COMENTARIO INICIAL
¡Aleluya, Aleluya, Cristo Jesús ha resucitado!
Esta es la victoria que reunidos como hermanos proclamamos y celebramos hoy de manera solemne, unidos con toda la Iglesia.
Este El Domingo más importante del año, del que reciben sentido todos los demás Domingos del año. Esta celebración está revestida de una alegría inmensa, provocada por nuestra esperanza en la vida eterna: si por medio del Sacramento del Bautismo hemos muerto con Cristo al pecado, sabemos que también resucitaremos con él.
Dispongámonos, entonces con un corazón nuevo y lleno de gozo, a celebrar estos sagrados misterios entonando el canto de entrada.

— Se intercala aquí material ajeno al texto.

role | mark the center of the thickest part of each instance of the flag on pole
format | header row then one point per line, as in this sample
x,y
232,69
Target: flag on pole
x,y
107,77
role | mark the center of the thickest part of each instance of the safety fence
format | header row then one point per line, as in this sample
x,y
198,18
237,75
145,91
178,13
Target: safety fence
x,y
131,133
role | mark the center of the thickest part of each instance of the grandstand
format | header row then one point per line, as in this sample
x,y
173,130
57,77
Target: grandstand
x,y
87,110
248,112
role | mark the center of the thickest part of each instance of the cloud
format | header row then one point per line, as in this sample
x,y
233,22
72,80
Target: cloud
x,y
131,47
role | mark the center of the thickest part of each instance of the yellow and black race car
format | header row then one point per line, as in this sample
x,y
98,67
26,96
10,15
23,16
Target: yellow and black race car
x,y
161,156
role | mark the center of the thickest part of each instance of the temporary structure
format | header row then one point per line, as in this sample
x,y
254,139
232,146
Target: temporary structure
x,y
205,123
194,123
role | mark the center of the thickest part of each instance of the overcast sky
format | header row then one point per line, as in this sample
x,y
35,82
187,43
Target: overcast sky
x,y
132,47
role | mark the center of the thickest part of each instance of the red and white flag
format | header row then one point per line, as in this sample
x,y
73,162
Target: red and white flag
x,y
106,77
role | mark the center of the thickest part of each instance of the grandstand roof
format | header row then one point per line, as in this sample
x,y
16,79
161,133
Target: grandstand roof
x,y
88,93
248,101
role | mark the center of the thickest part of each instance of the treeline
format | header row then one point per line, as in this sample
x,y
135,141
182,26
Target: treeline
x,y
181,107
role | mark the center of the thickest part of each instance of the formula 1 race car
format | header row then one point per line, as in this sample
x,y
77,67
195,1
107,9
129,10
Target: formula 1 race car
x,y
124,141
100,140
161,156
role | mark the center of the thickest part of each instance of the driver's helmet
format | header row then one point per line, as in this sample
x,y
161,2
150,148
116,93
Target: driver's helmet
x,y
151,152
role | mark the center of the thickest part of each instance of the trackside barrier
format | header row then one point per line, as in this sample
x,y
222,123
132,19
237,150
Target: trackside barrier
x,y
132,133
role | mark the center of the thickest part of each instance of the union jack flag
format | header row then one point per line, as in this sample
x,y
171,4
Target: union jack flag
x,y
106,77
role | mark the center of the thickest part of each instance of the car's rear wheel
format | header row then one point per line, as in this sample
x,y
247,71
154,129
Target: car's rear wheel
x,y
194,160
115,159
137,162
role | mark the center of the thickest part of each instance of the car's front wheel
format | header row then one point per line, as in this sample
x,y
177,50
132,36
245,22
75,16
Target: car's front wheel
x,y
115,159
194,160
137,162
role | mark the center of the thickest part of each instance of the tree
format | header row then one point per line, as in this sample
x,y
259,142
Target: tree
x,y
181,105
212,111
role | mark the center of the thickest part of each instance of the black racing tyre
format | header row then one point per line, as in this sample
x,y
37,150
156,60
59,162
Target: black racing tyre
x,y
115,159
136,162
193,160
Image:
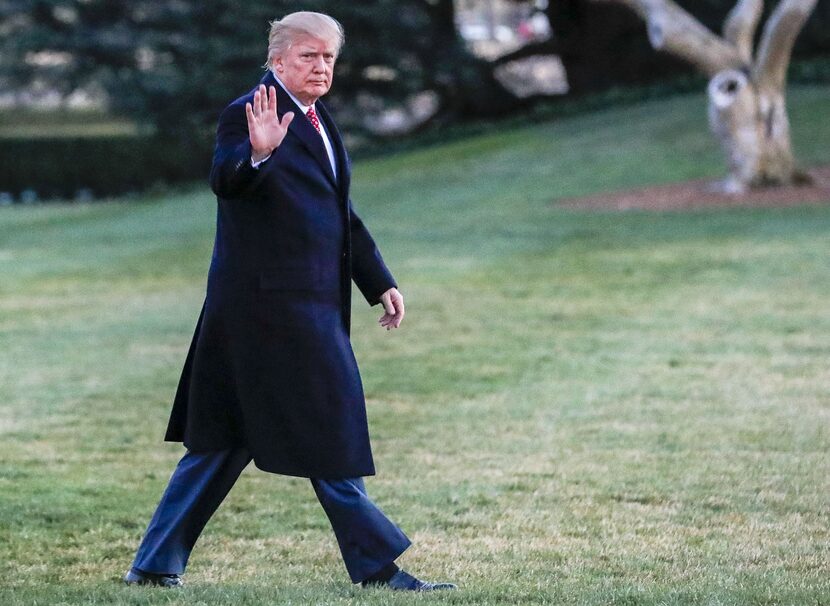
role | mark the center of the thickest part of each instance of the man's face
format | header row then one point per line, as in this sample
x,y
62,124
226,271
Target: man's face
x,y
306,68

COMENTARIO A LA LITURGIA DE LA PALABRA
La gran noticia de la resurrección de Cristo Jesús es el centro de las lecturas de este Domingo. El triunfo de Jesús sobre la muerte, la gloria de su resurrección, tiene sus testigos, y son los que dan fe ahora, de que Cristo está vivo!.
Escuchemos atentamente.
ORACIÓN DE LOS FIELES:
- Por la iglesia nacida en la alegría de la Pascua, para que sea siempre un espacio de vida y de libertad; y así manifieste la presencia del Resucitado con su testimonio cotidiano. Oremos.
- Por nuestros gobernantes, para que la luz de Cristo que venció las tinieblas les ilumine en su trabajo en favor del pueblo que les eligió. Oremos.
- Por los pobres y todos los que sufren, para que encuentren en la ayuda solidaria de los hombres un signo de la salvación de Dios. Oremos.
- Por nosotros y todos los cristianos que celebramos con alegría la resurrección del Señor, para que recibamos la abundancia de la gracia siempre renovada. Oremos.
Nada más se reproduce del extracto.